The organisation, which has over 4,000 employees, migrated its thousands of desktops to Windows 7, and chose AppSense for its migration. The Trust’s “highly complex” infrastructure, consisting of 300 clinical-based applications, resulted in a challenge for the California user environment management provider, alongside the not inconsiderable need for security due to confidential patient information.
Naturally, The Trust wanted a virtual desktop solution for quicker access; and one of the more interesting challenges the companies faced was with regards to virtualising certain applications. A digital dictation application, for instance, which streams data and settings through a virtual desktop to virtual storage, needed to maintain its speed and reliability.

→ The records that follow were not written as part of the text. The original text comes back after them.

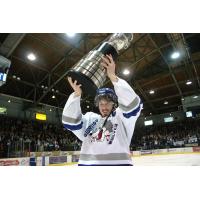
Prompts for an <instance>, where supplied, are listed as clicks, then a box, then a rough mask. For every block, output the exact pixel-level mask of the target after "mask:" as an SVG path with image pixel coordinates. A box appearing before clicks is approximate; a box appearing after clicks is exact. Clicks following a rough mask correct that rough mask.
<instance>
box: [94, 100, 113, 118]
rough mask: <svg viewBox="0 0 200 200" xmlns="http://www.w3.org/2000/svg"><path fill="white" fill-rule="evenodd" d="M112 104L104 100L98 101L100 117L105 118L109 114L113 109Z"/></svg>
mask: <svg viewBox="0 0 200 200" xmlns="http://www.w3.org/2000/svg"><path fill="white" fill-rule="evenodd" d="M113 104H114V103H113V102H112V101H110V100H107V99H105V98H102V99H100V100H99V104H98V106H99V111H100V113H101V115H102V117H107V116H108V115H109V114H110V113H111V111H112V109H113Z"/></svg>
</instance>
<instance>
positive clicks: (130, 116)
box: [123, 103, 141, 118]
mask: <svg viewBox="0 0 200 200" xmlns="http://www.w3.org/2000/svg"><path fill="white" fill-rule="evenodd" d="M140 105H141V103H140V104H139V106H138V107H137V108H136V109H134V110H132V111H131V112H129V113H123V116H124V117H126V118H130V117H132V116H136V115H137V113H138V112H139V111H140V109H141V106H140Z"/></svg>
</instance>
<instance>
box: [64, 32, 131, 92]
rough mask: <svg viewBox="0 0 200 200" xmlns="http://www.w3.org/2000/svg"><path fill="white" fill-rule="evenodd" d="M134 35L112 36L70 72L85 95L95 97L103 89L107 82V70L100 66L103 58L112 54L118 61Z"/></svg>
mask: <svg viewBox="0 0 200 200" xmlns="http://www.w3.org/2000/svg"><path fill="white" fill-rule="evenodd" d="M132 39H133V35H132V34H131V33H116V34H112V35H111V37H110V38H109V39H108V41H106V42H103V43H102V44H100V45H99V46H98V47H97V48H96V49H94V50H92V51H90V52H89V53H88V54H87V55H86V56H84V57H83V58H82V59H81V60H80V61H79V62H78V63H76V64H75V65H74V66H73V67H72V68H71V69H70V70H69V71H68V72H67V76H70V77H71V78H72V79H73V80H77V82H78V84H81V85H82V86H81V88H82V90H83V93H84V94H87V95H91V96H95V94H96V90H97V89H98V88H101V87H102V86H103V85H104V84H105V82H106V78H107V77H106V70H105V69H104V67H102V66H101V65H100V64H101V62H102V58H103V57H104V56H105V55H107V54H111V55H112V57H113V60H115V61H116V59H117V56H118V55H119V53H120V51H121V50H123V49H127V48H128V47H129V46H130V44H131V41H132Z"/></svg>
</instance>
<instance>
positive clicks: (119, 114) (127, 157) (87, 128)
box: [62, 78, 142, 166]
mask: <svg viewBox="0 0 200 200" xmlns="http://www.w3.org/2000/svg"><path fill="white" fill-rule="evenodd" d="M113 85H114V90H115V92H116V95H117V96H118V103H119V106H118V108H117V109H116V110H115V111H114V112H113V113H112V114H111V115H110V117H109V118H108V120H107V122H106V125H105V127H104V128H103V131H100V127H102V124H103V122H104V120H105V118H102V117H101V115H99V114H96V113H93V112H87V113H86V114H85V115H83V114H82V112H81V107H80V97H76V96H75V95H74V93H72V94H71V95H70V97H69V99H68V101H67V102H66V105H65V107H64V110H63V115H62V123H63V124H64V127H65V128H66V129H68V130H70V131H72V132H73V133H74V134H75V135H76V136H77V137H78V138H79V139H80V140H81V141H82V147H81V153H80V158H79V165H105V166H106V165H132V159H131V156H130V150H129V146H130V143H131V138H132V135H133V132H134V128H135V123H136V120H137V118H138V117H139V115H140V112H141V109H142V103H141V101H140V98H139V97H138V96H137V95H136V93H135V92H134V91H133V89H132V88H131V87H130V85H129V84H128V83H127V82H126V81H125V80H123V79H120V78H118V81H117V82H113Z"/></svg>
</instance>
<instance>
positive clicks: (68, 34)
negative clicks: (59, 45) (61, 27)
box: [66, 33, 76, 37]
mask: <svg viewBox="0 0 200 200" xmlns="http://www.w3.org/2000/svg"><path fill="white" fill-rule="evenodd" d="M66 35H67V36H68V37H74V36H75V35H76V33H66Z"/></svg>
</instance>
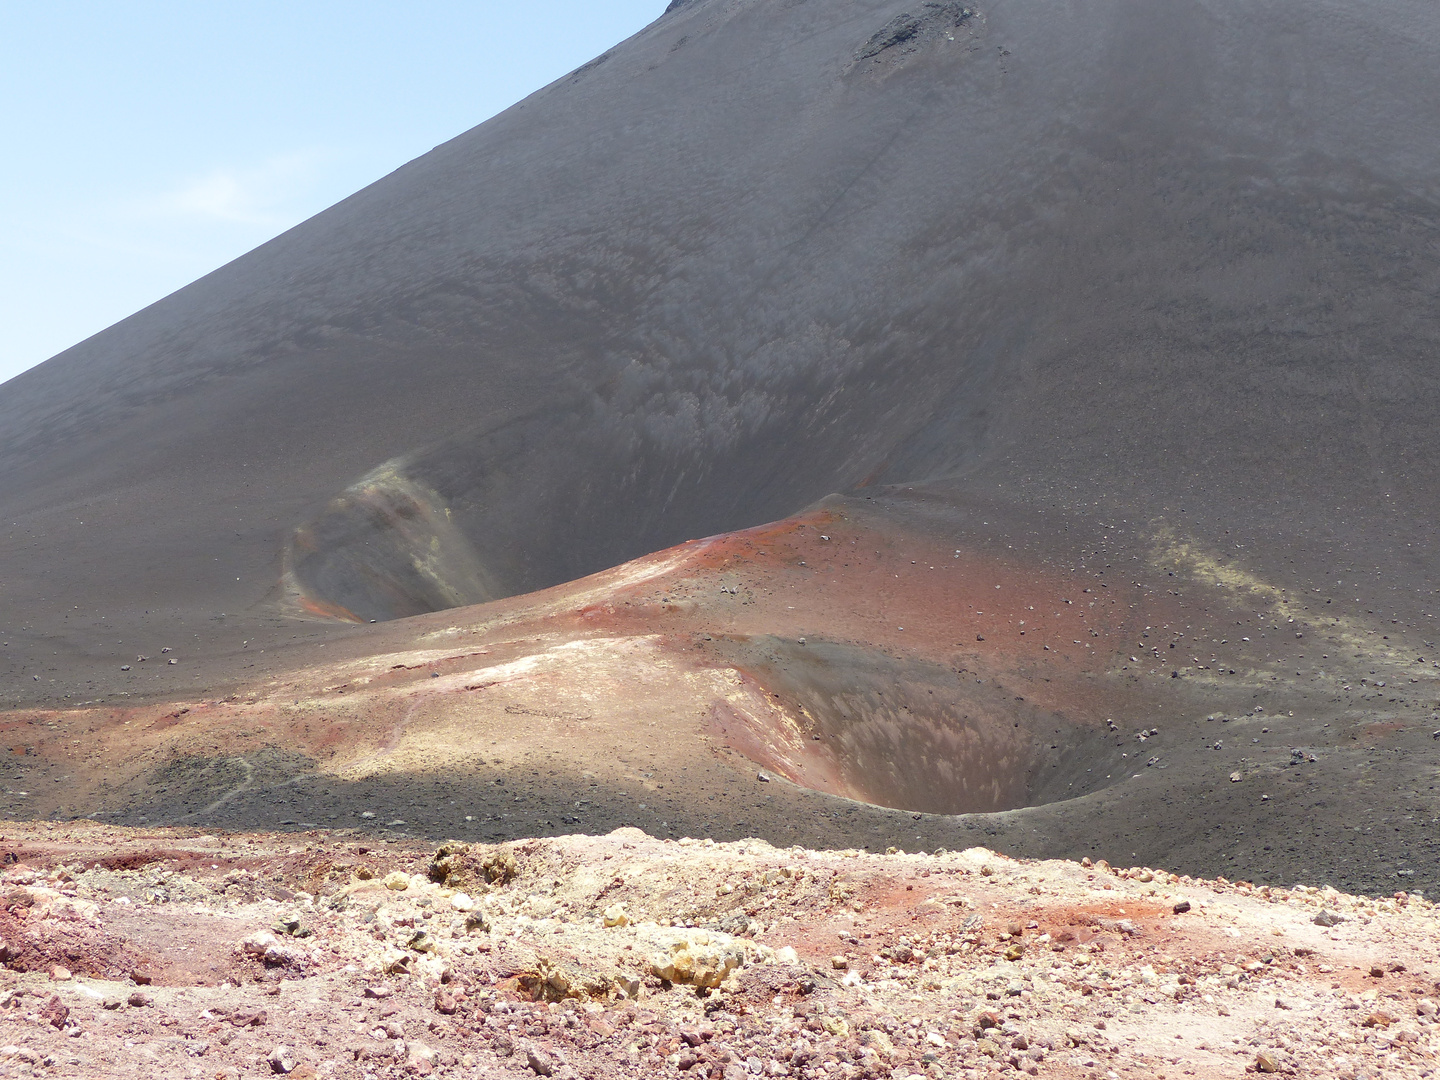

The rollout to Windows 7 had to be done with care as well, as Brett Walmsley, Bolton NHS Foundation Trust CTO explained.
“There was no way we could do a ‘big bang’ rollout of Windows 7 – the disruption would have potentially impacted patient care,” he said. “So we needed something that would allow users to move between desktops as easily as possible while we gradually went through the migration from XP to Windows 7.” CIO Rachel Dunscombe added: “We also inherited a lot of old desktop equipment. Our first order of business was to bring them into the modern world, primarily VDI and Windows 7, so that clinicians could have a consistent experience no matter where they accessed patient information.”
The move to standardised virtual desktops and applications has also put an end to the usual nightmare of “patch Tuesday”. While not all applications are virtualised – only “two or three” of the 40, according to AppSense – the others get streamed in meaning ‘instantaneous’ updates and greater efficiency.
Overall, Dunscombe explains: “To do it as a ‘big bang’ would have been too risky and too costly with potential impacts on patient safety and clinical staff productivity, which was a non-starter for us.”